HUJAN

4 1 0
                                    

~Kilas Balik ~

Januari 2001

Bukannya matahari enggan berbagi sinar dengan makhluk di bumi. Tapi awan hitamlah yang serakah, menutup semua permukaan langit hingga matahari mengintip bumipun sulit.

Betapa menjengkelkan nya ketika air langit mulai turun. Karena apa? Semua aktifitas makhluk sibuk di bumi jadi terhenti. Dan merubah kegiatan menjadi menatap serbuan air dari langit turun menerjang bumi.

Tapi bagi sebagian orang, hujan adalah sebuah kebahagiaan. Penetralisasi udara yang penat karena polusi di bumi. Penyubur tanaman hingga oksigen terlahir kembali. Dan yang paling penting sekarang adalah hujan waktunya Risa bermain.

Iya, dia hanya gadis kecil yang menyukai hujan. Berlari menginjak genangan air, menengadah membuka mulut meminum air langit yang jatuh, tertawa kencang tanpa terdengar makhluk lain.

Sekarang Risa sangatlah senang, bersama hujan dia bermain. Tidak ada orang lain.
Dia sering berhujan-hujanan sendiri di belakang rumah. Karena apa dia senang hanya bermain dengan hujan saja?

Alasannya karena mamahnya tidak pernah memarahinya ketika terkenan air hujan. Bukankah beda dengan orang tua lain yang akan marah jika melihat anaknya terguyur hujan, karena takut anaknya sakit karena air langit itu. Ingat, Risa berbeda.

Bukankah sudah jelas, bahwa wanita yang di panggil Risa mamah itu sungguh membenci kehadiran Risa. Mungkin saja di dalam benak wanita itu berpikir, tak apa kalau saja Risa mati karena sakit. Jadi dia tidak usah repot-repot membunuhnya.

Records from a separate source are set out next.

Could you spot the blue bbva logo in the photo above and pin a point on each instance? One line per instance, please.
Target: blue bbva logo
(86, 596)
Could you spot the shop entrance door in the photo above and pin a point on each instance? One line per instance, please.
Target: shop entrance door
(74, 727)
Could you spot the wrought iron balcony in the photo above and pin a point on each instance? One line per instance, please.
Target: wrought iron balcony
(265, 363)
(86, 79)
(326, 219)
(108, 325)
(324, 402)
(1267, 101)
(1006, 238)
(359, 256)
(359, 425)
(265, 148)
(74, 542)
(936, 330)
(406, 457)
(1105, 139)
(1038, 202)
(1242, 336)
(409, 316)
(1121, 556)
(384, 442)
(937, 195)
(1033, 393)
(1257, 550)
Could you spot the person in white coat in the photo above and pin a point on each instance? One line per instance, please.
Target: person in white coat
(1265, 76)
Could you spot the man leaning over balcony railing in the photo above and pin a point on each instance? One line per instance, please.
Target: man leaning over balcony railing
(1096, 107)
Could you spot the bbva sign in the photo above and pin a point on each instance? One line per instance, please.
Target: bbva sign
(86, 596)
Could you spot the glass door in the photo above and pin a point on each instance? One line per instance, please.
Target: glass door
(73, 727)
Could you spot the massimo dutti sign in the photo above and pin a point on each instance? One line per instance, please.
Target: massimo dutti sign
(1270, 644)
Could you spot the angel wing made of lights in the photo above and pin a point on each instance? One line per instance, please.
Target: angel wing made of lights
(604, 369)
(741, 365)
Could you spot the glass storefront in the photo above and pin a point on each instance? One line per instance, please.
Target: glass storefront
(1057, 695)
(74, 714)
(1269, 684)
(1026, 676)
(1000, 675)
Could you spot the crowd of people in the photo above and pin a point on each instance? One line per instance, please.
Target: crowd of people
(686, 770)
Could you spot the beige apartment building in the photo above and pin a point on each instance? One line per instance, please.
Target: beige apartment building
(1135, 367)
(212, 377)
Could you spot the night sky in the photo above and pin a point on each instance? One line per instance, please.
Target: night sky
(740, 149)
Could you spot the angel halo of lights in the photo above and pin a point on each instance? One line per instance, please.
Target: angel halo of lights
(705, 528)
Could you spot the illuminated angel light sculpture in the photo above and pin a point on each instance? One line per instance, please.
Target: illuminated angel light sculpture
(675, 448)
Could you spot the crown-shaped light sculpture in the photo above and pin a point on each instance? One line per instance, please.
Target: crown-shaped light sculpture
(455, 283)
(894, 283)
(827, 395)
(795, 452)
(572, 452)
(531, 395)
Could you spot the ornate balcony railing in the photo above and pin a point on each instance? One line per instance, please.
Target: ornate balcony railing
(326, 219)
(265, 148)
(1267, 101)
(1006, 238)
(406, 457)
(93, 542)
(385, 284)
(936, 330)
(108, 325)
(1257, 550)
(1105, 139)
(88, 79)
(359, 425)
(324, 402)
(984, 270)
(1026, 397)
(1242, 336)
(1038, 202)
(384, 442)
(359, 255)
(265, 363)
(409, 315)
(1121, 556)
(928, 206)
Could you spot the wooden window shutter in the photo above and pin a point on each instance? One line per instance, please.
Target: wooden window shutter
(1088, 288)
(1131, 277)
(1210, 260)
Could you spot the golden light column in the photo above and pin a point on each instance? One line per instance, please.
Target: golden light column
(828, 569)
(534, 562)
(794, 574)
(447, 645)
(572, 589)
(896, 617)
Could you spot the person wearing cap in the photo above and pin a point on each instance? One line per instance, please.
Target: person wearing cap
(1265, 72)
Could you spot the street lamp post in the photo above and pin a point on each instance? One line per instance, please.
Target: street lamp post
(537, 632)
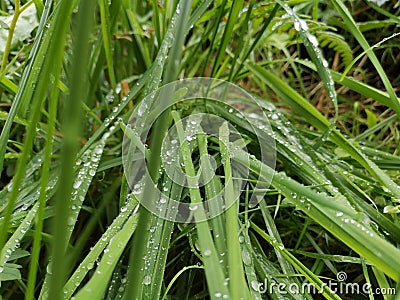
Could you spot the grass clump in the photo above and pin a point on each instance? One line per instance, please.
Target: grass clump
(71, 223)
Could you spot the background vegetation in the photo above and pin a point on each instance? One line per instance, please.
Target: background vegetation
(70, 79)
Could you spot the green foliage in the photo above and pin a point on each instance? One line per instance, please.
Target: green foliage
(70, 219)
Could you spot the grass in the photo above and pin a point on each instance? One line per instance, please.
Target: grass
(71, 225)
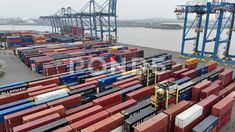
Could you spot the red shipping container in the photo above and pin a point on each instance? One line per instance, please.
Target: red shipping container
(79, 125)
(13, 97)
(190, 67)
(164, 75)
(223, 93)
(173, 111)
(192, 74)
(190, 126)
(67, 102)
(33, 94)
(196, 90)
(83, 85)
(220, 68)
(177, 67)
(64, 129)
(78, 109)
(177, 74)
(37, 123)
(83, 114)
(38, 88)
(207, 104)
(120, 107)
(117, 84)
(108, 100)
(129, 84)
(223, 110)
(158, 123)
(107, 124)
(34, 116)
(15, 119)
(212, 89)
(44, 82)
(96, 78)
(231, 87)
(141, 93)
(226, 77)
(212, 66)
(49, 70)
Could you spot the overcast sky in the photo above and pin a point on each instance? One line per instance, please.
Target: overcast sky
(127, 9)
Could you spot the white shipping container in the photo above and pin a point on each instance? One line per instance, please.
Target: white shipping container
(196, 2)
(43, 98)
(188, 116)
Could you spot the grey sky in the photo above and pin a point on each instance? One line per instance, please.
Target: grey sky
(127, 9)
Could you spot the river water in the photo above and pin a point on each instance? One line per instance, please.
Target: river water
(153, 38)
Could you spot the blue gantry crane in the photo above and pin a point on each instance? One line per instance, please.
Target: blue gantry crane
(217, 35)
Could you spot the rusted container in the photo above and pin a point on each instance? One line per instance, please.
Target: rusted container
(83, 114)
(107, 124)
(196, 90)
(15, 119)
(207, 104)
(173, 111)
(67, 102)
(158, 123)
(129, 84)
(120, 107)
(141, 93)
(212, 89)
(36, 123)
(78, 109)
(81, 124)
(58, 109)
(108, 100)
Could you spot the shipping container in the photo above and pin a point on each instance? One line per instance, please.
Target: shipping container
(208, 124)
(141, 94)
(78, 109)
(124, 92)
(15, 119)
(173, 111)
(188, 116)
(158, 123)
(58, 109)
(37, 123)
(136, 109)
(83, 114)
(138, 118)
(120, 107)
(107, 124)
(207, 104)
(81, 124)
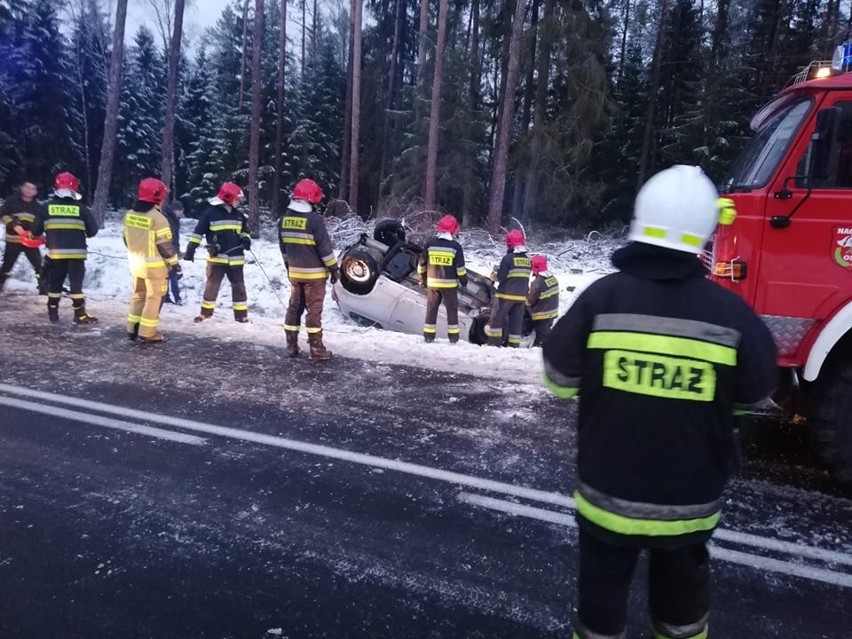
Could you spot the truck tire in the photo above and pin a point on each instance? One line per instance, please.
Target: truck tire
(358, 271)
(830, 416)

Tapi, lihatlah Risa. Tidak pernah sekalipun dia terkena sakit karena hujan. Bukankah itu ajaib? Atau mungkin hadiah dari Tuhan karena hujanlah yang bisa melebarkan senyumnya.

"Non Risaa... Udah maen airnya. Ayooo kesini non! " teriak Bi Siti sedikit tersamar derasnya hujan yang jatuh. Risa hanya melirik Bi Siti dan tersenyum.

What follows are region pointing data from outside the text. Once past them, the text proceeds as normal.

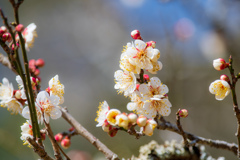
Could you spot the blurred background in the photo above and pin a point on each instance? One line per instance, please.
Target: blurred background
(81, 41)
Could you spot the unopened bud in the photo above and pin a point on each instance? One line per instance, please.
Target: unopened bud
(66, 142)
(111, 116)
(58, 137)
(219, 64)
(113, 132)
(141, 121)
(19, 28)
(132, 118)
(183, 113)
(37, 72)
(18, 94)
(224, 78)
(151, 44)
(146, 77)
(135, 34)
(40, 62)
(3, 30)
(7, 37)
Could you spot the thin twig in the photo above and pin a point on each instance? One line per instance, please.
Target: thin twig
(93, 140)
(180, 129)
(57, 153)
(39, 150)
(235, 104)
(165, 125)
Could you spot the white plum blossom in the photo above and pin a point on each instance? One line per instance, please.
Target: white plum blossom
(29, 35)
(141, 55)
(6, 92)
(155, 101)
(102, 113)
(46, 106)
(21, 87)
(26, 132)
(220, 88)
(56, 88)
(125, 82)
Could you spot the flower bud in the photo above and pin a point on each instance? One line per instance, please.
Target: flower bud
(149, 128)
(224, 78)
(137, 87)
(111, 116)
(65, 143)
(135, 34)
(219, 64)
(58, 137)
(36, 72)
(183, 113)
(146, 77)
(40, 62)
(19, 28)
(43, 136)
(151, 44)
(141, 121)
(18, 94)
(3, 30)
(113, 132)
(132, 118)
(122, 120)
(6, 37)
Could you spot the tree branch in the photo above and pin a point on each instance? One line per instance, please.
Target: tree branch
(93, 140)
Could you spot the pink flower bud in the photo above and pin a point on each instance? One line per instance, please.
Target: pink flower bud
(113, 132)
(58, 137)
(19, 28)
(6, 37)
(183, 113)
(146, 77)
(65, 143)
(18, 94)
(219, 64)
(151, 44)
(224, 78)
(43, 136)
(141, 121)
(3, 30)
(37, 72)
(40, 62)
(132, 118)
(137, 86)
(136, 34)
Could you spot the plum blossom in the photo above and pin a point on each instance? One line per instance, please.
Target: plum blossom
(155, 101)
(125, 82)
(101, 113)
(46, 106)
(26, 132)
(220, 88)
(141, 55)
(56, 88)
(6, 92)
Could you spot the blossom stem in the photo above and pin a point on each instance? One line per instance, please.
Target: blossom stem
(235, 104)
(180, 129)
(93, 140)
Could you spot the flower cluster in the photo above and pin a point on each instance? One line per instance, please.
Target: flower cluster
(148, 95)
(221, 87)
(111, 120)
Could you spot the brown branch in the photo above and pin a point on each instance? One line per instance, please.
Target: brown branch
(55, 145)
(180, 129)
(93, 140)
(196, 139)
(39, 150)
(235, 104)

"Sebentar bi, euhhhh.... 5 menit lagi. Risa janji! " balas Risa tak kalah kencangnya dengan Bi siti. Dan sekarang berbalik, bi Siti yang tersenyum melihat Risa yang masih sibuk dengan permainannya.

Risa pun terus berlari sebari menikmati jatuhnya air ke badan kecilnya. Sungguh, senyum Risa tak pudar dari wajah kecil polosnya.

Hingga tanpa sadar dia berlari ke halaman depan. Bukan lagi rumput hijau yang dia injak sekarang, tapi dataran bersemen. Iya dia berlari di  halaman depan  rumah.

Hingga beberapa saat kemudian Risa di kejutkan dengan suara klakson mobil yang nyaring. Belum sempat berlari, si pemilik mobil itu keluar sebari membawa payung.

Seorang pria yang sudah bisa di bilang tidak muda lagi. Bahkan Risa bisa memanggilnya dengan sebutan kakek.

Pria paruh baya itu tersenyum ramah melihat Risa. Dan itu membuat debaran di dada Risa sedikit membaik. Masih dengan payungnya, kakek itu berjongkok menyamai dengan tinggi badan Risa.

Sekarang mata tua teduhnya menatap mata bulat coklat milik Risa. Lalu tangan kakek itu mengusap lembut rambut Risa yang sangat basah.

"Kamu Risakan? " tanya kakek itu lembut. Dan Risa hanya mengangguk. Ada desiran aneh yang Risa rasakan saat ini. Karena Risa tidak pernah di perlakukan lembut oleh seseorang selain Bi Siti.

"Kau tak takut hujan nak? Kau tak takut sakit? Kau tak takut mamahmu marah? " tanya si kakek pada Risa dan pertanyaan beruntut itu hanya di balas dengan gelengan kepala oleh Risa.